Former New York City Mayor Michael Bloomberg, founder of Bloomberg Philanthropies, spoke to an international audience at this week’s CityLab conference in Miami. Bloomberg told the crowd that included nearly 40 mayors, many financial experts and public- and private-sector leaders from 35 countries about the plague of expenditures and lost productivity that traffic congestion has caused globally. He pointed to his hometown of New York City as an example, where the former mayor said congestion has cost the city $13 billion in higher prices and lost productivity.
Autonomous vehicles could play a vital role in reducing those types of numbers, and the Bloomberg Aspen Initiative on Cities and Autonomous Vehicles hopes to help cities prepare for the introduction of this huge number of self-driven vehicles internationally. The initiative urges not only collaboration among cities, but collaborative efforts with the private sector as well through public-private partnerships (P3s/PPPs).
There is more to the dawn of autonomous vehicles than mitigating congestion. There will be challenges along the way as well. Automotive-related industries in some cities will become obsolete and delivery and other “driving” jobs could go away. Some cities are likely to see revenue decreases caused by fewer traffic tickets and empty paid parking spaces in city-owned lots. These and other challenges must be addressed by cities now.

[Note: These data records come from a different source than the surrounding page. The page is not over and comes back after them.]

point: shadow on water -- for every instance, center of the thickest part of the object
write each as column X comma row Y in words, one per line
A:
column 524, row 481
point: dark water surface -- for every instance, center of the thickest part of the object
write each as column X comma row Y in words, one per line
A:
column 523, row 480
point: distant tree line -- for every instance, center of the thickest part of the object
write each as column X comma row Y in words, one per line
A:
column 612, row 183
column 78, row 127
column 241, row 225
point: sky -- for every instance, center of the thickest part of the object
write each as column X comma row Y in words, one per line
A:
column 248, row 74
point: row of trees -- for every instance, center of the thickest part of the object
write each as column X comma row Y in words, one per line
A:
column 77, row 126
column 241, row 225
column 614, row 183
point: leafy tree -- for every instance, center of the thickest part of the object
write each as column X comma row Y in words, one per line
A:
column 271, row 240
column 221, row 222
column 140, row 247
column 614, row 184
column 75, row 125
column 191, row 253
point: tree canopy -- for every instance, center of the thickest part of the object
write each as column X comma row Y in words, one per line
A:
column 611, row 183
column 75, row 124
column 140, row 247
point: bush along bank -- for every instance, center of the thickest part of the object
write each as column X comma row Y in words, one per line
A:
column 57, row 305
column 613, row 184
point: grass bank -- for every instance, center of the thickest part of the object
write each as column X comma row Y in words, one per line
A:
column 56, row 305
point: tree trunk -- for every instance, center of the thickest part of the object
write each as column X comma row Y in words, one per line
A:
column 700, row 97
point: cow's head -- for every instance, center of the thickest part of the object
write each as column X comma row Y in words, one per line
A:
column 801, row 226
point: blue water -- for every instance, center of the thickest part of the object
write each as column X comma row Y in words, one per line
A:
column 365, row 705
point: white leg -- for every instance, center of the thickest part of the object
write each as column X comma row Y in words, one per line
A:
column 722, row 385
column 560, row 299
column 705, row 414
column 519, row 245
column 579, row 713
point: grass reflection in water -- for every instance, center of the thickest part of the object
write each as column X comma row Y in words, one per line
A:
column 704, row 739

That is the goal of the current Bloomberg Aspen Initiative – helping prepare cities worldwide for this new automotive technology. The successful incorporation of autonomous vehicles in to daily life can not only lead to solving congestion problems, but also improving the quality of life for citizens of the world.
The planned collaborative efforts will help produce a set of principles, resources and tools from interaction with experts and through data and other resources that can be spread across cities around the globe.
Bloomberg called cities “natural sites for collaboration that leads to innovation.” The initiative seeks to develop that collaboration into solutions that result from the interaction of mayors, the technology industry, policy experts, urban planners, mobility experts and others to use autonomous vehicles to better connect cities.
This initiative is the latest of Bloomberg Philanthropies’ series of Government Innovation programs that seek to provide mayors and city leaders with the tools they need to solve challenges in their communities. This global initiative will have far-reaching effects as cities prepare for the emergence of self-driving vehicles and will require collaborative efforts of both the public and private sectors.